Newswise — As one of only 120 board-certified pediatric sports medicine physicians in the country, Mark Halstead, M.D., instructor in orthopaedic surgery at Washington University School of Medicine in St. Louis, has particular insight into young athletes and the injuries that commonly occur. His experience enables him to address a number of misconceptions that exist regarding pediatric sports injuries.

Among the most widespread of these is that children and teens commonly develop tendonitis. Although it occurs frequently in adults, what may be thought of as tendonitis in children is often more likely to be apophysitis, which is the area of growing bone to which a tendon attaches.

"A big reason for growth plate injuries is overuse. Younger kids' muscles are stronger than the bones located at the growth centers, and they tend to overpower the area from which the bone grows. That can result in irritation and pain," says Halstead, also an attending physician in primary care pediatric sports medicine at St. Louis Children's Hospital. He also serves on the executive committee of the American Academy of Pediatrics' Council on Sports Medicine and Fitness.

"An increase in overuse injuries is a trend we've seen in the past 10 to 15 years," he says. "Rather than changing sports with the seasons as kids used to do, now they are highly specialized in a particular sport at an early age. They play on multiple teams at once, and there's been an explosion in year-round training programs. Any or all of these factors may result in an overuse injury."

For these and other pediatric sports injuries, Halstead cites several diagnostic and treatment methods that are unnecessary or overprescribed.

"Performing an MRI before X-rays is unnecessary, and I certainly don't need an MRI prior to seeing a patient," he says. "X-rays often tell the whole story by themselves, not to mention a good clinical history and physical exam," he explains. "When it comes to treatment, most injuries don't need complete immobilization. In fact, it sometimes can hinder recovery because the muscles get tight and the patient will lose range of motion. And complete rest from activity is seldom required. There is usually some type of sports or training that patients will benefit from while they are healing. We like to promote relative rest, which may mean cutting back somewhat or cross training but not always complete cessation of an activity or sport. Patients are often more compliant with this suggestion as well."

Concussion is another injury with which common misconceptions are associated. Concussion may result not only from a direct blow to the head, but also from a blow to the neck or to some other part of the body that forcefully whips the head back and forth.
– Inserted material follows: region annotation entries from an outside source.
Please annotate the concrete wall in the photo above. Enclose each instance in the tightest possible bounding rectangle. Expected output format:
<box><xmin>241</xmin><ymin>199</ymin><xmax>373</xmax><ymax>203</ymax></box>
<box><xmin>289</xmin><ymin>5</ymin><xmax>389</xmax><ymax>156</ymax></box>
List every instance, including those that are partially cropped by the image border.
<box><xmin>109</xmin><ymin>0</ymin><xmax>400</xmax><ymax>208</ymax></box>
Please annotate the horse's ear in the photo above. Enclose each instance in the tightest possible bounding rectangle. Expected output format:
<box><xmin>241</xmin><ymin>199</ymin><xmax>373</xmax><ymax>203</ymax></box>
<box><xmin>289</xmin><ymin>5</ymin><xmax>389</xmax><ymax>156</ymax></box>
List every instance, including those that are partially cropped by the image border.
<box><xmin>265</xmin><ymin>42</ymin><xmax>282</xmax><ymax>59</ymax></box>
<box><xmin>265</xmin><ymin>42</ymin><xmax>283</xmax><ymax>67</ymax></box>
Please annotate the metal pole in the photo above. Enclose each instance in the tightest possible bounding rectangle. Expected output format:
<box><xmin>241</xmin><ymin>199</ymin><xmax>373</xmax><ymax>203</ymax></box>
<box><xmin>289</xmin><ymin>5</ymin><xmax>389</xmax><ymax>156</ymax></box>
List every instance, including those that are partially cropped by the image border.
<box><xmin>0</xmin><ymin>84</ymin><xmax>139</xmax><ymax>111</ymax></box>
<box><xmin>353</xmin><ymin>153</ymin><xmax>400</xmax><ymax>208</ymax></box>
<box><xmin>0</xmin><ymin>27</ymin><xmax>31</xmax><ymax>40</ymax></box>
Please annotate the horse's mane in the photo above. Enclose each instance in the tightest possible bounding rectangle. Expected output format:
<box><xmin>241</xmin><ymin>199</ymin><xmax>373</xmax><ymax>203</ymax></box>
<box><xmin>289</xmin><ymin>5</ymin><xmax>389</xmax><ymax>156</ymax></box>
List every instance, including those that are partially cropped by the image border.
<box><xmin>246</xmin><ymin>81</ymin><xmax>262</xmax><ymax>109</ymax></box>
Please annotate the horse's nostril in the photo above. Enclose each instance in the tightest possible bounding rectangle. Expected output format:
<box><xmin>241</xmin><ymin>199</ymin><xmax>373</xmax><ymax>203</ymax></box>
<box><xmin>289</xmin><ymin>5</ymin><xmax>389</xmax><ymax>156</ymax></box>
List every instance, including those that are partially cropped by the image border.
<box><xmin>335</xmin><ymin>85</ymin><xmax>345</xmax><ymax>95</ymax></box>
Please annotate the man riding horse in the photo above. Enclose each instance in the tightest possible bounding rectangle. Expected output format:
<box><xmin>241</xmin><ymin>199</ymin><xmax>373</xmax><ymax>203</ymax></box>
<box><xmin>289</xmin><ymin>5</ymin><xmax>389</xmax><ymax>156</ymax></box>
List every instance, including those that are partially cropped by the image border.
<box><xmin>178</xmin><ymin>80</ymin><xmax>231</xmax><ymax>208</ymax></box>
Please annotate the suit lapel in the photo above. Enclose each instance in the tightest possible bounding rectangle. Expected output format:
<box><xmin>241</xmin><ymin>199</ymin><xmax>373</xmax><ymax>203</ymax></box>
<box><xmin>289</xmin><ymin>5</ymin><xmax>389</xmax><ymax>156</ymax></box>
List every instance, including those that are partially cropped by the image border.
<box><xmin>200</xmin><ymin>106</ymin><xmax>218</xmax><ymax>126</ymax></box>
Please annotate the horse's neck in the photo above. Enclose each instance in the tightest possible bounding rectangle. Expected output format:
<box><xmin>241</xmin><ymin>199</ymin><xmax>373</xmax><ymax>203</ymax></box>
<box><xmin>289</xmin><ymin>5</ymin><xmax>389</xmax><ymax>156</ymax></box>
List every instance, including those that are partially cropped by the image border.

Loss of consciousness does not always occur—and often does not—with concussion, and a concussion can be present even when obvious symptoms such as headache and dizziness are absent.

"For many years concussions were diagnosed using a grading scale, but today we use a more individualized approach based on symptoms and their severity. For older pediatric patients, there is a computerized neuropsychological test that we can use to aid in our objective assessment," says Halstead.

Concussion symptoms may include headache, dizziness, sleep disturbance, difficulty concentrating and a patient feeling as if life is going by in slow motion."Some children will have a mild injury but go through a long period of post-concussive syndrome, while others will have significant concussion and have no symptoms two days later," says Halstead. "For that reason, there's no 'cookie-cutter' approach to treating concussions. In recent years, however, there's been a movement toward the concept of concussion rehab — slowly progressing physical activity intensity over several days to ensure symptoms do not recur prior to full unrestricted return to sports. We also advocate 'brain rest,' which may include pulling a patient out of school to reduce the amount of brain activity needed and then slowly reintroducing schoolwork and physical activity."

When it comes to any type of sports injury, Halstead said he believes the decision to refer patients to a pediatric sports medicine physician or pediatric orthopedic surgeon should be based on the severity of the injury and the referring physician's comfort level treating the problem.

"Some pediatricians and family practitioners have a lot of experience and comfort treating sports injuries, while others prefer sending these patients to a subspecialist," Halstead says. "I find that physicians know which course is best for their patients. Our goal at St. Louis Children's Hospital is to provide whatever level of care is needed for the children referred to us," he says.

To help prevent injury, Halstead strongly advocates all young athletes have one full, dedicated month each year in which they play no organized sports at all. Instead, they should just be — kids.

"Going outside and playing games, climbing trees, riding bikes, using their imaginations — these are activities sometimes absent from kids' lives because they spend so much time participating in organized sports. Free play needs to be encouraged, not discouraged. They need time to just have fun and let their bodies rest and recover," he says.

Washington University School of Medicine's 2,100 employed and volunteer faculty physicians also are the medical staff of Barnes-Jewish and St. Louis Children's hospitals. The School of Medicine is one of the leading medical research, teaching and patient care institutions in the nation, currently ranked third in the nation by U.S. News & World Report. Through its affiliations with Barnes-Jewish and St. Louis Children's hospitals, the School of Medicine is linked to BJC HealthCare.